O diretor egípcio Mohamed Diab não tem medo da verdade. Trata do abuso sexual e do preconceito contra mulheres e do alheamento das autoridades sem paternalismo. Em “Cairo 678” é a visão das mulheres de vários segmentos sociais que se impõe. O filme, estruturado em sequências alternadas para ir juntando-as aos poucos, favorece o entendimento do espectador sobre cada personagem, sua classe, sua profissão, seu cotidiano e sua relação com a sociedade.

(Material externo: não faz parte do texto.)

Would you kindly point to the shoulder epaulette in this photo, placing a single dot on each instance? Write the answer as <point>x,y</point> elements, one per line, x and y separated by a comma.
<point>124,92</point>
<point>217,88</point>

Estes entrechos bem articulados traçam um perfil da sociedade egípcia e de sua cultura milenar. Há uma espécie de escala/padrão para Fayza (Nelly Karin), a doméstica, Nelly (Nared El Sabai), a operadora de telemarketing, e a designer de jóias Seba (Boshra). À medida que surgem na tela, os problemas enfrentados por elas afloram, mostrando que, embora sejam de segmentos sociais diferentes, sofrem da mesma agressão. Inexiste liberalidade em seus estamentos. Neles imperam o machismo e a submissão da mulher.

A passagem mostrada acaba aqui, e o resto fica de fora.